Migren son yıllarda birçok kimsede sık görülen ve ömür kalitesini olumsuz tarafta etkileyen bir sıhhat meselesidir. Münhasıran mevsim geçişleri migren ataklarının sıklaşmasına ve dayanılmaz hale gelmesine sebep olurken yanlış beslenmeyle de tetiklenebilmektedir. Bu nedenle sağlıklı bir beslenme programı ile bu migren ataklarının gelme sıklığında bir azalma sağlanabilmektedir.
Besin tetikleyicilerine bakacak olursak, bunlar da alkol, kafein, eski peynirler, çikolata, aspartam (yapay tatlandırıcı) ve kimi hazır besinlerde bulunan ( hazır çorbalar, hazır etsuyu tabletleri..vb.) mono sodyum glutamat üzere unsurlardır. Yapılan bir araştırmaya nazaran bu besin tetikleyicilerinin migren ataklarında %79 nispetinde tesirli olduğu düşünülmektedir.
Ayrıyeten kişisel etmenler de atakları tetikleyebilir. Adet öncesi gerginlik, gebelik, obezite, yüksek tansiyon üzere durumlar bunlara örnek olabilmektedir. Son yapılan araştırmalarda şiddetli kilolu (obez) şahıslarda migren görülme sıklığı hiç azımsanmayacak orantıda bulunmuştur.
Besin tetikleyicilerinin başında eski ve sert peynirler, çikolata ve alkol gelmektedir. Eski peynirlerde bulunan tiramin, çikolatalarda bulunan feniletilamin, şarap ve biradaki histamin, sucuk, sosis, salam, pastırma üzere besinlerdeki nitrit ve nitratlar tetikleyici unsurlardır.
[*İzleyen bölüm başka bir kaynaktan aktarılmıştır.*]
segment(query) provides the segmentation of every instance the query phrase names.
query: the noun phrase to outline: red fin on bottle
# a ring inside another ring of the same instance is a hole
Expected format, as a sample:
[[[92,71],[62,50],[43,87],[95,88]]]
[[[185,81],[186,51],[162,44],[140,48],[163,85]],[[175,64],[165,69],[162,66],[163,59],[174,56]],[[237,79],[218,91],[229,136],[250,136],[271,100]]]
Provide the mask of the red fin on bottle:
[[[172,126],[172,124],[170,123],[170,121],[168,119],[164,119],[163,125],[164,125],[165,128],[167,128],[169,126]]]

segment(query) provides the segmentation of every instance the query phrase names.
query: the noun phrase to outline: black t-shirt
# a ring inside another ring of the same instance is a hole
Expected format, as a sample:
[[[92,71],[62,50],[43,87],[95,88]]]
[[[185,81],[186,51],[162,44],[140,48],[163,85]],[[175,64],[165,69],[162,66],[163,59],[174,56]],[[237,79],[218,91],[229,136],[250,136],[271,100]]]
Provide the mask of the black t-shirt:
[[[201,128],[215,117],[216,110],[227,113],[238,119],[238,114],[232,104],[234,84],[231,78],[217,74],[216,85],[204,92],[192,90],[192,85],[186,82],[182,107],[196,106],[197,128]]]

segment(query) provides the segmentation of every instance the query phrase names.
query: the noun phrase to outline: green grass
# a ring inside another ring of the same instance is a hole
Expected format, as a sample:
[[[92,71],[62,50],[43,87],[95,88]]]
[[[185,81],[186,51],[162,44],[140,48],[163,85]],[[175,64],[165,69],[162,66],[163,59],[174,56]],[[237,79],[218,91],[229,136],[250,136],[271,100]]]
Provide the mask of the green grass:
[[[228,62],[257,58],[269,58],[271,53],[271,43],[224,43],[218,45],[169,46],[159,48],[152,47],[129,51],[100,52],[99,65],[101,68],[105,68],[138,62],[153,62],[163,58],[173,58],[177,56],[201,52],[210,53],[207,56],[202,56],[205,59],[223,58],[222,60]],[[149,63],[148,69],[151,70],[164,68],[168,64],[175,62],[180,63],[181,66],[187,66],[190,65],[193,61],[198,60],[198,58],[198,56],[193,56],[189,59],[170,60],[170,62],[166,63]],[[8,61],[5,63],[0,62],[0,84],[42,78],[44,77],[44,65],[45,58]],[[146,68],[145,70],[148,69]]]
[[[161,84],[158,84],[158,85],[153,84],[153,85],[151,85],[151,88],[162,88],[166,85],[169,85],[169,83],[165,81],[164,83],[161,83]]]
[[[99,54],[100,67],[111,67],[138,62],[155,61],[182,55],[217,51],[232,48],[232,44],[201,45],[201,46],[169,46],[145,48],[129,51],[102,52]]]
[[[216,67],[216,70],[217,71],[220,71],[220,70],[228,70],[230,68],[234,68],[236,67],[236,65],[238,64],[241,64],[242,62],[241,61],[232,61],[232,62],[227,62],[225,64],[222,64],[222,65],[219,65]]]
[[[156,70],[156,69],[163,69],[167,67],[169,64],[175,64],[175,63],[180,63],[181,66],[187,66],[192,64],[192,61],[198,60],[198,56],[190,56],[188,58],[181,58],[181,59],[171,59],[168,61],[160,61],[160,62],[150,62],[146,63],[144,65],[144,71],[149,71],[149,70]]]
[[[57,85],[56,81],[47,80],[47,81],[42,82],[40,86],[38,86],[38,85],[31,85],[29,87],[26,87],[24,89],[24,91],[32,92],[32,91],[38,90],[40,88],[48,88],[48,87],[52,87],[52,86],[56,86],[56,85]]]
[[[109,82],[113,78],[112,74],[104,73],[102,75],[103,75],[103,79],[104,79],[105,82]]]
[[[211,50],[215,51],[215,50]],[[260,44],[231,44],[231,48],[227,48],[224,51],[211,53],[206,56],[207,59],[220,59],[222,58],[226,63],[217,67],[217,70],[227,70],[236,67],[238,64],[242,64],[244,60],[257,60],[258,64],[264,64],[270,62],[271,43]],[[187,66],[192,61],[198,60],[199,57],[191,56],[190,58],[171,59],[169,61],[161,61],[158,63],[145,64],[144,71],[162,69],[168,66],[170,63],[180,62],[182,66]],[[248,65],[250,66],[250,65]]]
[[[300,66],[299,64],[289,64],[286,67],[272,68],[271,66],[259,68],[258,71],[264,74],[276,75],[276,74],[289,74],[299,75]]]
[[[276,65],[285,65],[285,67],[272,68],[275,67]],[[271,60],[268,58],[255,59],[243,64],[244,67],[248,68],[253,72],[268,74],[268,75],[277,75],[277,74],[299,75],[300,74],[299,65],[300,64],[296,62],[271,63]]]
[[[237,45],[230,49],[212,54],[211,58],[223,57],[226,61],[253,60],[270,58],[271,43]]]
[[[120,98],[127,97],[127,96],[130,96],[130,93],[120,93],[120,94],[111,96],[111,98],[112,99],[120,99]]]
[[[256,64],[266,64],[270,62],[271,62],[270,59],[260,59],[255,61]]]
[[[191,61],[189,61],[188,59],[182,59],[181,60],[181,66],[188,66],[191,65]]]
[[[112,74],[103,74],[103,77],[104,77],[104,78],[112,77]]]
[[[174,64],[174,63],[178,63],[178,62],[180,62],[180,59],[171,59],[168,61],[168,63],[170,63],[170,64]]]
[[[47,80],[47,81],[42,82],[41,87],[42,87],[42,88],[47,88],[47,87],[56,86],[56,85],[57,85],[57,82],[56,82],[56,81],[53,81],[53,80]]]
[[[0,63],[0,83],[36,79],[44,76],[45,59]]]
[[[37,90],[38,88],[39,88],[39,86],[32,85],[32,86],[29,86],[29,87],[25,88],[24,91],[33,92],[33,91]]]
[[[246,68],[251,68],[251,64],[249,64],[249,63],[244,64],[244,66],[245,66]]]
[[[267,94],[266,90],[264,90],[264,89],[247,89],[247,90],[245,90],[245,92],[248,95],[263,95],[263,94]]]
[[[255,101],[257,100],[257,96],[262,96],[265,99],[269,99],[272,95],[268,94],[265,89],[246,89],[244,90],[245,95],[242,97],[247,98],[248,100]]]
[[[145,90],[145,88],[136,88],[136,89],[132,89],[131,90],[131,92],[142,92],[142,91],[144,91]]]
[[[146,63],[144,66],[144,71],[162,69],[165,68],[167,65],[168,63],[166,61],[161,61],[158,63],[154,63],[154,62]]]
Evet migren ataklarını azaltmak için nasıl bir beslenme programı izlenebilir. Biraz da bundan bahsedecek olursak; umumide bayat ve fermente besinlerde bol ölçüde bulunan tiramin, kan basıncını yükselterek atakları tetikleyebilmektedir. Bu nedenle tiraminden varlıklı olan eski peynirler, şarap, bira, soya sosu üzere besinlerden kaçınmakta yarar vardır. Çikolatada bulunan feniletilamin ve kafein migren ağrılarını tetiklediği için diyetimizden çıkarmak en tutarlı olanıdır. Yeniden nitrit ve nitratlar damarların genişlemesine sebep olduğundan bu hususları içeren salam, sosis, sucuk, pastırma üzere besinlerden uzak durarak atakların gelmesi engellenebilir. Haddinden fazla kafein alımından uzak durmak yani haddinden fazla kahve, kola, çay üzere içecekleri az tüketmekte de yarar olabilir. Az tüketilen kahve ve çayın olumsuz tesiri pek görülmemektedir. Bunların dışında zencefilin ağrı azaltıcı tesiri sebebiyle çay olarak ya da sair besinlerle birlikte tüketilmesi de yararlı tesire sahip olabilmektedir.
Bunun dışında magnezyum eksikliği de migren ağrılarının periyotlarını sıklaştırmaktadır. Bunun için badem, susam, kaju fıstığı, fasulye, yulaf, karabuğday, yeşil yapraklı sebzeler beslenmemizde sık nokta almalıdır. Tekrar süt, yumurta, yeşil yapraklı sebzeler, kurubaklagiller, mantar ve avokadoda bulunan B2 vitamini (riboflavin) migren ataklarının azalmasında kıymetli bir tesire sahiptir. Omega 3 yağ asidi içeren besinlerden somon, sardalya, ceviz, semizotu, keten tohumu, avokado üzere besinler migren ağrılarının sıklığını kıymetli ölçüde azaltmaktadırlar. Ayrıyeten B6 ve C-vitamininin şarap ve birada bulunan histaminin tesirini azaltabileceğinden günlük beslenmeye takviyesi de ağrıların geliş sıklığının azalmasında kıymetli tesire neden olacaktır.
Son olarak melisa ve papatya çaylarının sakinleştirici tesiri sebebiyle günlük beslenmeye ek olarak tüketilmesi de gerilimle daha kolay başa çıkmayı sağlayabilir. Tekrar açık ve duru havada yapılan sistemli yürüyüşler ve bol su tüketimi de yararlı olabilecektir.